By Ruzanna Khachatrian

Catholicos Garegin II warned through a spokesman on Tuesday that the Lebanon-based Catholicosate of the Armenian Apostolic Church risks resurrecting decades-old divisions in the worldwide church that were laid to rest with the fall of Communism.

Bishop Yeznik Terterian, a top cleric from Echmiadzin, the headquarters of the supreme patriarch, criticized the number two figure in the church, Catholicos Aram I, for his unilateral decision to open a new separate structure for Canada’s Armenian community.

The move is seen by Garegin as a challenge to his supremacy and a threat to the church unity which was effectively restored more than ten years ago.

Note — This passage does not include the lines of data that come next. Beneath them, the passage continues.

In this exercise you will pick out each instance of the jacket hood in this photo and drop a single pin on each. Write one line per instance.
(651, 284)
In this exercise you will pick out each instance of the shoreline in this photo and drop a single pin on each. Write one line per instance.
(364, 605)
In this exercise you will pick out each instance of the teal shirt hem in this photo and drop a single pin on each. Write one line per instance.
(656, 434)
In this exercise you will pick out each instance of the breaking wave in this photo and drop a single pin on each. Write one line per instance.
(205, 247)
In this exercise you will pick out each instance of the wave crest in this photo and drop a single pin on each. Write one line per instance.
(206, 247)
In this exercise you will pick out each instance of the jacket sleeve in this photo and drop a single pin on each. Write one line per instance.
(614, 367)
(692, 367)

Relations between the two governing centers of the Armenian church began to deteriorate in 1956 when the Lebanon-based Catholicosate, called the Great House of Cilicia, extended its presence to North America and other Diaspora religious communities that were traditionally subordinated to Echmiadzin. The Cilicia center pointed to Echmiadzin’s alleged links with the Soviet authorities that ruled Armenia at the time.

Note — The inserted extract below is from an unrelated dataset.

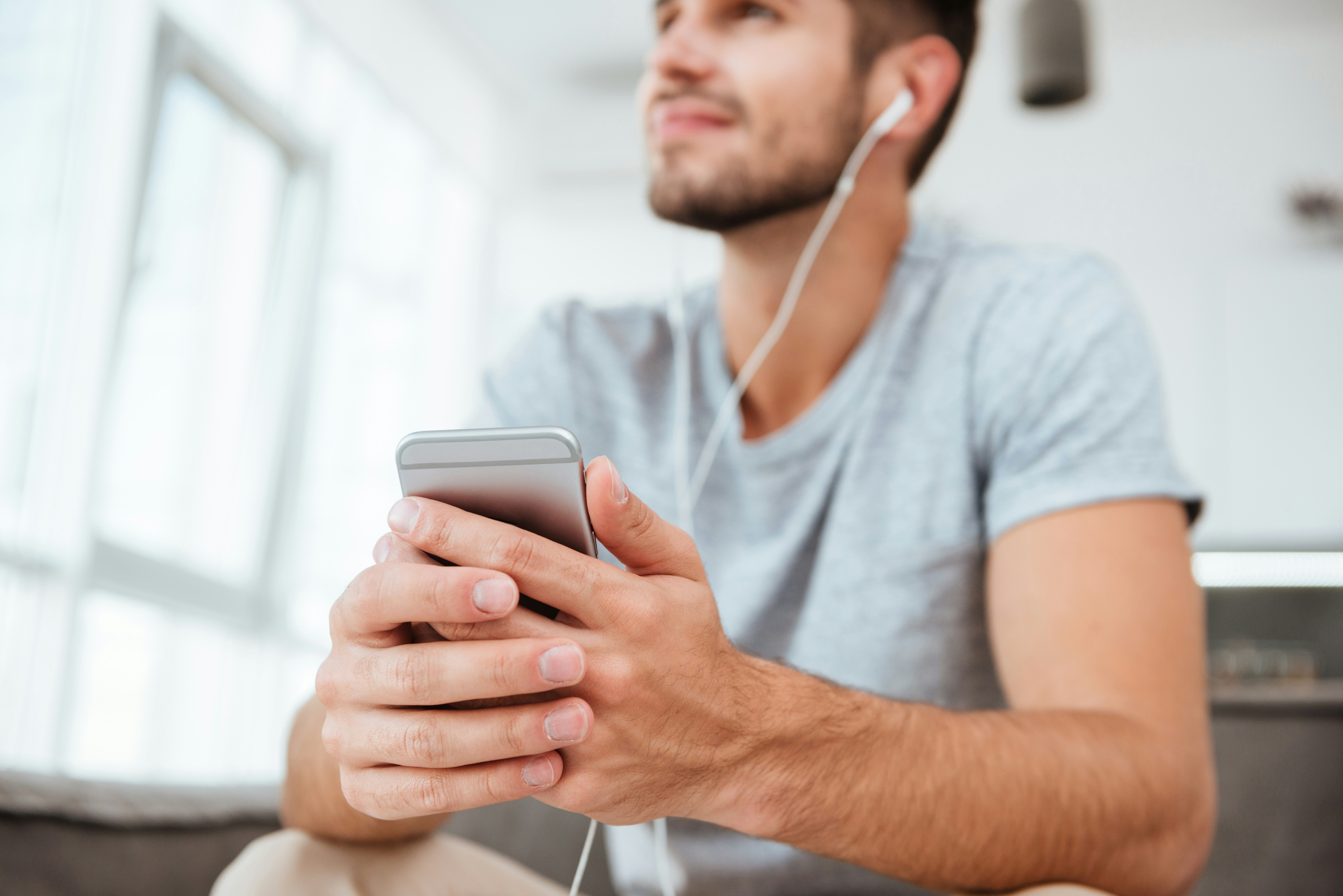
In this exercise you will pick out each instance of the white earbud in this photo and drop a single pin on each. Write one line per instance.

The church already had a diocese in Canada directly controlled by Garegin. Local Armenian churches loyal to Aram’s office were part of his Eastern Prelacy of North America.

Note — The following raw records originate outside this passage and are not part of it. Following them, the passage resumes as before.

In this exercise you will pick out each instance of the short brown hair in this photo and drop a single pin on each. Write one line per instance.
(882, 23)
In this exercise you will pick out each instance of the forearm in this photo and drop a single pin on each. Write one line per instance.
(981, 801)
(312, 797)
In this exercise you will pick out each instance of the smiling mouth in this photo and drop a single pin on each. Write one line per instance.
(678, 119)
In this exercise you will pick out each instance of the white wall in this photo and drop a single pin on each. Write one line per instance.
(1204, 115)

A spokesman for the Cilician pontiff, Very Reverend Grigor Chifjian, on Monday confirmed reports that those churches have been incorporated into a separate Canadian prelacy. He also sought to allay Garegin’s fears.

“We are really surprised with this outcry,” Chifjian told RFE/RL by phone from Antilias, Lebanon. “What happened was simply an administrative re-structuring. Just like when you remove a wall inside your house to make a room bigger or smaller.”

But Bishop Terterian rejected the arguments, saying that Aram risks rolling back the rapprochement between the two Catholicosates that began in 1988. “The attempt to change [the status of the Canadian churches] de jure shows that the process which began in 1956 is still going on,” he said in an interview.

Meanwhile, informed sources told RFE/RL that Aram’s controversial decision was taken at the behest of the Armenian Revolutionary Federation (Dashnaktsutyun), which is particularly influential in Lebanon. Dashnaktsutyun leaders have for decades had close ties with the Cilician Catholicosate.

A spokesman for the nationalist party’s governing bureau, Giro Manoyan, denied the information. He said the Dashnak leadership in Armenia and the Diaspora has not even discussed Aram’s decision and will not comment on the church row for the moment.